Cain replies to God, “I do not know; am I my brother’s keeper?” Rather than a humble confession of guilt, Cain lies and implies that God is out of line in asking the question. Rounding out the sins noted by Peterson, St. Basil of Caesarea summarizes the ways Cain missed the mark:
the first sin is envy at the preference of Abel; the second is guile, whereby he said to his brother, Let us go into the field: the third is murder, a further wickedness: the fourth, fratricide, a still greater iniquity: the fifth that he committed the first murder, and set a bad example to mankind: the sixth wrong in that he grieved his parents: the seventh, his lie to God.
The capital vice of envy gives rise to its offspring.
And the Lord said, “What have you done?
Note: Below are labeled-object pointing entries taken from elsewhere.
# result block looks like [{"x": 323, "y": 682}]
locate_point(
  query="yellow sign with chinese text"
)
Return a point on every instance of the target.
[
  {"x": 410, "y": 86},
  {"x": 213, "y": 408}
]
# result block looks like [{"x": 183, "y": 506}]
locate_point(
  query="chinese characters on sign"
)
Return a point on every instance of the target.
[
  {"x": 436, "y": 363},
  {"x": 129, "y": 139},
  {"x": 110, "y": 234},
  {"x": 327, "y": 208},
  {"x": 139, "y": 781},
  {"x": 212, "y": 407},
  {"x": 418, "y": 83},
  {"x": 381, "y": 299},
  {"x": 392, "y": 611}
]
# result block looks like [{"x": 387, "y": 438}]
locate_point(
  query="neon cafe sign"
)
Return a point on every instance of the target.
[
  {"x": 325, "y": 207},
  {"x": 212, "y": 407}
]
The voice of your brother’s blood is crying to me from the ground. And now you are cursed from the ground, which has opened its mouth to receive your brother’s blood from your hand. When you till the ground, it shall no longer yield to you its strength; you shall be a fugitive and a wanderer on the earth.”
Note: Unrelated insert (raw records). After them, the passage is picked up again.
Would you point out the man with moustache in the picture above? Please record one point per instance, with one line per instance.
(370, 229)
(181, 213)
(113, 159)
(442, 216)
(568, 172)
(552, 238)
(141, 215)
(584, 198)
After destroying his ideal, Cain wanders the earth as a homeless fugitive, alienated from his parents, his work, and his homeland.
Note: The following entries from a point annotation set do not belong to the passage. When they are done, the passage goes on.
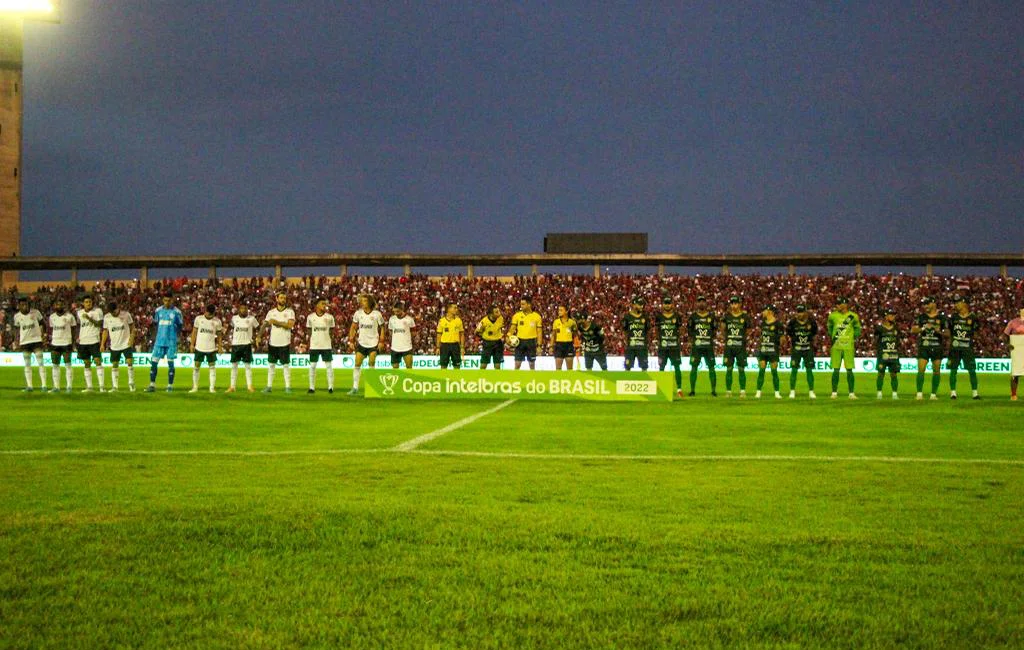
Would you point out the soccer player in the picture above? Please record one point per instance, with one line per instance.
(169, 322)
(562, 333)
(636, 326)
(400, 327)
(668, 329)
(930, 328)
(735, 322)
(527, 326)
(321, 326)
(62, 326)
(365, 336)
(491, 329)
(245, 334)
(31, 341)
(844, 330)
(451, 339)
(701, 328)
(592, 341)
(205, 343)
(771, 342)
(281, 319)
(963, 326)
(802, 330)
(119, 334)
(887, 344)
(1014, 328)
(90, 325)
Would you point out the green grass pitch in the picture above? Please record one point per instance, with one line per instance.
(254, 521)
Filled with self-pity, the murderer casts himself as the victim, “Cain said to the Lord, ‘My punishment is greater than I can bear.’” Like Raskolnikov in Dostoyevsky’s Crime and Punishment, Cain exemplifies the hellish state of a murderer and the principle of Augustine, “the punishment for sin is sin.”
“The Lord put a mark on Cain, lest any who came upon him should kill him. Then Cain went away from the presence of the Lord, and dwelt in the land of Nod, east of Eden” (Genesis 4:14-16). God intervenes to circumvent what could have been the beginning of a cycle of violence. Brother kills brother. Friends of Abel kill Cain. Friends of Cain kill friends of Abel, and so on.
Cain and Abel represent rival responses to the human condition. Self-consciousness gives rise to social comparison. Social comparison gives rise to suffering. Suffering can drive self-improvement or give rise to envy and its sins. Peterson writes,
One brother, Abel, provides an early model for the redemptive savior, as a genuine and voluntary incarnation of Logos. The other, Cain, refuses his responsibility, justifies that refusal with his existential pain and fear, and turns savage, destructive, corrupt and murderous. Thus, two pathways of morality are laid out as primary modes of ethical being, in a world composed of the interplay between chaos and order.
In Peterson’s view, “The story of Cain and Abel is one manifestation of the archetypal tale of hostile brothers, hero and adversary: the two elements of the individual human psyche, one aimed up, at the Good, and the other, down, at Hell itself.” Peterson echoes Augustine, who saw Abel as a citizen of the heavenly City of God, and Cain as a citizen of the hellish City of Man.
To cast oneself as an innocent victim like Abel is easy. But Peterson holds that anyone can be Cain. The lessons of Germany’s Reserve Police Battalion 101, Solzhenitsyn’s Gulag Archipelago, and Milgram’s obedience experiment suggest that Peterson is right.